Photographe invité au festival Planche(s) Contact en 2018

© Yusuf Sevincli, Vent de poussière, pour Planche(s) Contact 2018
© Yusuf Sevincli, Vent de poussière, pour Planche(s) Contact 2018

Vent de Poussière

Yusuf Sevinçli est un photographe turc né en 1980 à Zonguldak. Diplômé de la section Communication de l’université Marmara en 2003, il intègre l’année suivante une master class consacrée à la photographie documentaire en Suède. Il construit alors son travail personnel à travers plusieurs séries, dont Good Dog, Vichy et Oculus qui ont fait l’objet de nombreuses expositions individuelles comme collectives en Turquie, en Europe et à travers le monde (Mois de la Photo de Moscou, PhotoBiennale de Thessalonique, Festival de photographie Fotografia Europa Reggio Emilia en Italie, Fotografie Noorderlicht aux Pays-Bas, FotoFreo en Australie…). Son écriture singulière lui a valu d’être présenté parmi des grands noms de la photographie contemporaine comme William Klein, Daido Moriyama, Christer Strömholm, Anders Petersen, Antoine d’Agata ou JH Engström, au sein de l’exposition majeure Eyes Wild Open présentée au Botanique de Bruxelles en 2018. Aujourd’hui, il vit et travaille à Istanbul.
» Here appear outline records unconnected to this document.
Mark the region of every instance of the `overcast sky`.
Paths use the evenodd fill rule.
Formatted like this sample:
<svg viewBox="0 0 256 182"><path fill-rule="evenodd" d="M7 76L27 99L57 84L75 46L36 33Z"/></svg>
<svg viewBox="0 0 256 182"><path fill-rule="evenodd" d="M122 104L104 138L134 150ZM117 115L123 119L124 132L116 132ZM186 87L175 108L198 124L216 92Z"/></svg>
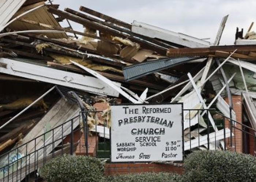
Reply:
<svg viewBox="0 0 256 182"><path fill-rule="evenodd" d="M131 23L133 20L213 42L223 16L229 15L221 45L233 44L236 28L244 33L256 18L255 0L54 0L60 9L80 5ZM82 26L74 29L82 31ZM252 30L256 30L256 23Z"/></svg>

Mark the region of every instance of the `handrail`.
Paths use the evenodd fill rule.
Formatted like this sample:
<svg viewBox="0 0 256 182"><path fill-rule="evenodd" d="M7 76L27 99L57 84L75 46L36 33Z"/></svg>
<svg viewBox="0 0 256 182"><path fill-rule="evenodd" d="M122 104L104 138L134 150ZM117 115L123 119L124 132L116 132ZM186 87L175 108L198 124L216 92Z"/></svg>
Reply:
<svg viewBox="0 0 256 182"><path fill-rule="evenodd" d="M63 126L64 124L68 123L69 122L71 122L72 120L76 119L77 118L79 117L80 116L80 115L78 115L76 116L75 116L74 117L74 118L72 118L69 119L68 121L67 121L65 122L64 123L63 123L61 124L60 124L59 126L57 126L54 127L54 128L53 128L52 129L51 129L50 130L48 131L47 131L46 132L45 132L45 133L44 133L43 134L42 134L39 135L39 136L37 136L36 138L33 138L33 139L31 139L31 140L23 144L22 145L20 145L20 146L19 146L18 147L17 147L15 148L15 149L12 149L11 150L10 150L8 152L7 152L5 153L4 153L3 154L2 154L1 155L0 155L0 159L1 158L1 157L2 157L6 155L7 155L8 153L11 153L11 152L12 152L15 150L17 150L19 148L20 148L21 147L22 147L23 146L25 146L25 145L27 145L28 143L30 143L31 142L36 140L37 138L38 138L40 137L41 137L41 136L45 136L46 134L49 133L49 132L52 132L52 131L53 130L55 130L58 128L59 128L60 127L61 127L61 126Z"/></svg>
<svg viewBox="0 0 256 182"><path fill-rule="evenodd" d="M250 127L249 126L248 126L246 125L245 124L244 124L239 123L239 122L238 122L236 121L236 120L234 120L234 119L232 119L232 118L229 118L229 117L227 117L227 116L226 116L223 115L223 114L221 114L221 113L220 113L219 112L217 112L217 111L216 111L216 112L217 114L219 114L219 115L221 115L221 116L222 116L224 117L224 118L226 118L226 119L229 119L229 120L232 120L233 122L234 122L235 123L237 123L237 124L240 124L240 125L242 125L242 126L244 126L244 127L246 127L246 128L249 128L249 129L251 129L251 130L253 130L254 132L256 132L256 130L255 130L254 129L253 129L253 128L252 128L252 127Z"/></svg>

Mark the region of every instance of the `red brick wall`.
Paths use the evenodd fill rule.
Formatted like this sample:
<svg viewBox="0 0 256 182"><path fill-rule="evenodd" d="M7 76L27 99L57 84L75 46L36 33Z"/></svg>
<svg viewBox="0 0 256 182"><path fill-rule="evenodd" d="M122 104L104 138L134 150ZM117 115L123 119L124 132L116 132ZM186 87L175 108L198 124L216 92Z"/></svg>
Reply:
<svg viewBox="0 0 256 182"><path fill-rule="evenodd" d="M146 172L168 172L181 174L182 167L173 165L146 163L109 163L105 165L105 173L107 175L123 174Z"/></svg>
<svg viewBox="0 0 256 182"><path fill-rule="evenodd" d="M225 99L226 102L228 103L229 100L227 98ZM239 123L242 123L242 97L240 95L232 95L232 101L233 104L233 110L236 113L236 121ZM229 120L227 119L225 121L225 127L230 128ZM242 126L237 124L236 127L242 130ZM230 150L236 151L238 153L242 153L243 150L243 138L242 132L239 130L233 129L232 132L235 134L236 136L232 137L233 147L230 146L230 139L226 140L227 147ZM230 134L226 134L230 136Z"/></svg>

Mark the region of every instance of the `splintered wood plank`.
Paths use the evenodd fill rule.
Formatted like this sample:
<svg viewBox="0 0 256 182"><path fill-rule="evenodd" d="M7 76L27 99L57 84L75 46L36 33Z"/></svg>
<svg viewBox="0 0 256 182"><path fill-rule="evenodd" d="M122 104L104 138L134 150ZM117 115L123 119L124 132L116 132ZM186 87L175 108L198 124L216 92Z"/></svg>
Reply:
<svg viewBox="0 0 256 182"><path fill-rule="evenodd" d="M227 17L229 15L227 15L225 16L224 16L222 19L222 20L221 23L221 25L219 28L219 31L218 31L218 33L217 33L217 36L215 39L215 41L214 41L214 46L218 46L219 44L219 41L221 40L221 35L222 35L222 32L223 32L223 30L225 27L225 25L226 23L227 22ZM206 63L206 65L205 66L205 68L204 70L204 72L203 73L203 75L202 76L202 78L200 81L201 83L203 83L206 79L207 75L209 72L209 70L210 70L210 68L211 68L211 66L212 62L212 60L213 60L213 57L210 57L208 59L208 60L207 61ZM204 85L202 86L202 87L203 87Z"/></svg>
<svg viewBox="0 0 256 182"><path fill-rule="evenodd" d="M115 18L113 18L104 14L102 14L99 12L93 10L88 8L81 6L79 10L88 14L90 14L97 17L99 17L101 19L105 20L108 21L109 21L117 25L122 26L124 27L127 28L131 29L132 25L128 23L120 20Z"/></svg>
<svg viewBox="0 0 256 182"><path fill-rule="evenodd" d="M250 52L248 55L249 56L256 57L256 52Z"/></svg>
<svg viewBox="0 0 256 182"><path fill-rule="evenodd" d="M219 57L222 58L227 58L230 55L230 52L224 51L217 51L215 52L215 55ZM232 57L236 58L240 58L246 59L256 59L256 57L252 57L244 54L235 53L232 55Z"/></svg>

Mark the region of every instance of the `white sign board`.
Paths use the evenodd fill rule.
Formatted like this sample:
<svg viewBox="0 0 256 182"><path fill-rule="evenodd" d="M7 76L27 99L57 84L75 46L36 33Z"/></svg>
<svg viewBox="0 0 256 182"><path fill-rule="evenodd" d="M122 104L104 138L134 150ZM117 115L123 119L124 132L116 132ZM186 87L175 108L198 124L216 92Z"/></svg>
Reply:
<svg viewBox="0 0 256 182"><path fill-rule="evenodd" d="M183 161L182 107L111 106L111 162Z"/></svg>

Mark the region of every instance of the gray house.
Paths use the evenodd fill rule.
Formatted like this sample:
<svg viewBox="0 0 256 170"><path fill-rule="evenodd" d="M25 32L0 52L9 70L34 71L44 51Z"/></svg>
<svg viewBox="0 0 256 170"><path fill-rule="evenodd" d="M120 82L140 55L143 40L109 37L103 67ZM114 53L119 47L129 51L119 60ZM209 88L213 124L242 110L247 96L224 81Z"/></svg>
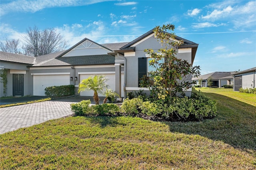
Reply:
<svg viewBox="0 0 256 170"><path fill-rule="evenodd" d="M148 71L150 57L144 50L156 51L161 47L153 30L130 42L99 44L85 38L67 50L36 57L1 51L0 68L8 71L6 95L44 96L45 88L54 85L74 85L77 90L81 80L97 74L108 77L110 88L122 97L140 89L146 92L148 89L138 85ZM176 39L184 42L178 47L177 57L193 64L198 45L178 36ZM0 85L3 96L2 83ZM189 89L186 95L191 93ZM93 92L77 95L92 96Z"/></svg>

A propos de l'exposition d'Yusuf Sevinçli, Vent de Poussière
La plage de Deauville est un micro-univers autonome de seulement six cent cinquante mètres d'ouest en est. Juste à côté du centre-ville et pourtant si éloignée, mentalement et émotionnellement. 
Ce qui s'y joue, c'est un ballet sans fin entre l'eau et la lumière, l'espace et les distances, le sable et le vent, les roches et les coquillages, les ombres et les nuages, les chevaux et les chiens, la marée haute puis la marée basse, le soleil cognant et les vagues. 
L'harmonie de ces différents éléments n'est jamais ni belle ni parfaite, mais c'est justement là qu'est la liberté. Ils s'attirent formellement, créent des contrastes et des mouvements dans une étrange poésie. 
Ce "vent de poussière" n'est pas uniquement le souffle qui balaye la plage, il évoque l'apparition dans le brouillard de l'image, de ceux qui la traversent. Les images elles-mêmes s'y soumettent, leur texture est charbonneuse, grainée et pourtant toujours lumineuse.